Need to get vendors to think about value.

Until this is done there will always be hackers.
on Oct 28, 2003
hacking is not the word to use - cracking is the word to use. ur right it is stealing, but its also morally wrong (IMHO) to charge the stupid prices they do for software thats out of date within a few months and then u have to pay out another lot. its that kind of attitude that keeps it going. they charge stupid prices because ppl will pay them.
M$ gets they're money from suing and buying out others, and buisness license fee's.

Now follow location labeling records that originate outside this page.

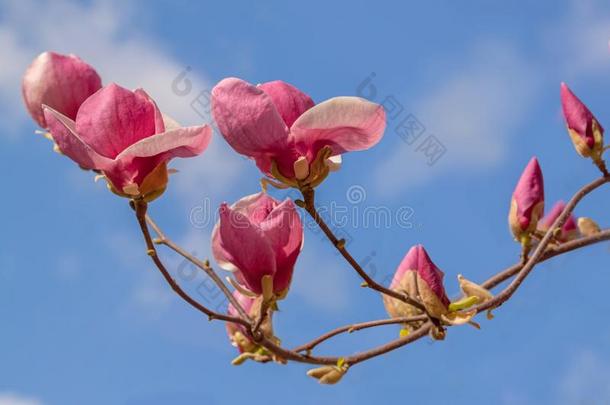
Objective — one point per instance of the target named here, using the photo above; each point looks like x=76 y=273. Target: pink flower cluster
x=124 y=137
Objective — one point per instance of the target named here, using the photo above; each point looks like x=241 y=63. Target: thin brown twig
x=164 y=240
x=309 y=205
x=140 y=207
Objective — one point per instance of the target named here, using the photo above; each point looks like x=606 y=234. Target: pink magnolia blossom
x=584 y=129
x=569 y=230
x=62 y=82
x=420 y=278
x=124 y=135
x=282 y=129
x=259 y=236
x=527 y=205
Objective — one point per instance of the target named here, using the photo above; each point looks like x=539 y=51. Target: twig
x=309 y=205
x=140 y=207
x=164 y=240
x=358 y=326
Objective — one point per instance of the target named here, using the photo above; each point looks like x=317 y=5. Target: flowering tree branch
x=123 y=137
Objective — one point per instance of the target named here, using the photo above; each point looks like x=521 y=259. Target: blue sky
x=87 y=320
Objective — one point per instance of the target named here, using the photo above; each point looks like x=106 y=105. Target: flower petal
x=529 y=196
x=180 y=142
x=114 y=118
x=62 y=82
x=284 y=230
x=289 y=101
x=343 y=123
x=63 y=131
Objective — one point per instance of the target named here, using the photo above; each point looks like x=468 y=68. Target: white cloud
x=319 y=281
x=585 y=380
x=10 y=398
x=579 y=42
x=473 y=112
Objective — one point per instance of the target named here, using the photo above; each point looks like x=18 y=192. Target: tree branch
x=309 y=206
x=164 y=240
x=140 y=207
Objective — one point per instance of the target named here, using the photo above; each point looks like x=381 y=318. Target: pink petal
x=529 y=192
x=417 y=260
x=115 y=118
x=289 y=101
x=578 y=117
x=62 y=82
x=246 y=247
x=247 y=118
x=159 y=117
x=256 y=207
x=343 y=123
x=64 y=134
x=284 y=230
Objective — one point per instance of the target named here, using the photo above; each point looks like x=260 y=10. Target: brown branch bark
x=164 y=240
x=140 y=208
x=541 y=253
x=309 y=206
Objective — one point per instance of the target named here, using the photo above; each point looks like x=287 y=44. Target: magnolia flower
x=568 y=231
x=586 y=132
x=328 y=374
x=290 y=138
x=259 y=239
x=418 y=277
x=62 y=82
x=527 y=205
x=123 y=135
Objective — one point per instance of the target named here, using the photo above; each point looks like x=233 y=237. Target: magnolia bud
x=587 y=226
x=568 y=230
x=527 y=205
x=584 y=129
x=328 y=374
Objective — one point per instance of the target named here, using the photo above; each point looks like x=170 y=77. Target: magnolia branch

i admitidly used a warez copy of WB and other stardock apps to see if they're any good, and its worth paying for as i now do!! if only other company's wud listen then id happly pay out for some of the other apps i use.
on Nov 11, 2003
Great article and I totally agree. Copy protection turned me into a capable pirate. I had games that I needed the CD in to play and I got tired of digging them out then my cat knocking off the desk and scratching their $70 surface. I figured there must be a way to not need the CD. Sure is....there are lots of great programmes that will make perfect images of very cleverly protected CDs. My CD's are all copied now and safely in a high place away from the cat. I wouldn't know how to get software for free had I not been forced me to look for it. Its a lot easier than I thought. I also don't have a lot of money to spend on games as I'm a student so I stick to maybe 2 or 3 a year. Its a hard decision but its usually based on my past experiences with that company. The Civilization franchise has always been great....I own them all - paid for. They fix whatever tiny bugs they have had quickly and their software is reliable. The same I've found is true of Blizzard. They've treated me well as a customer in that respect and have continued to get my money even though I could steal it. Other companies (Maxis - Simcity 4) won't. You don't have a right to abuse your customers. You catch more flies with honey than you do with vinegar so they say. Enticing consumers is a lot more effective than forcing them to open their wallets.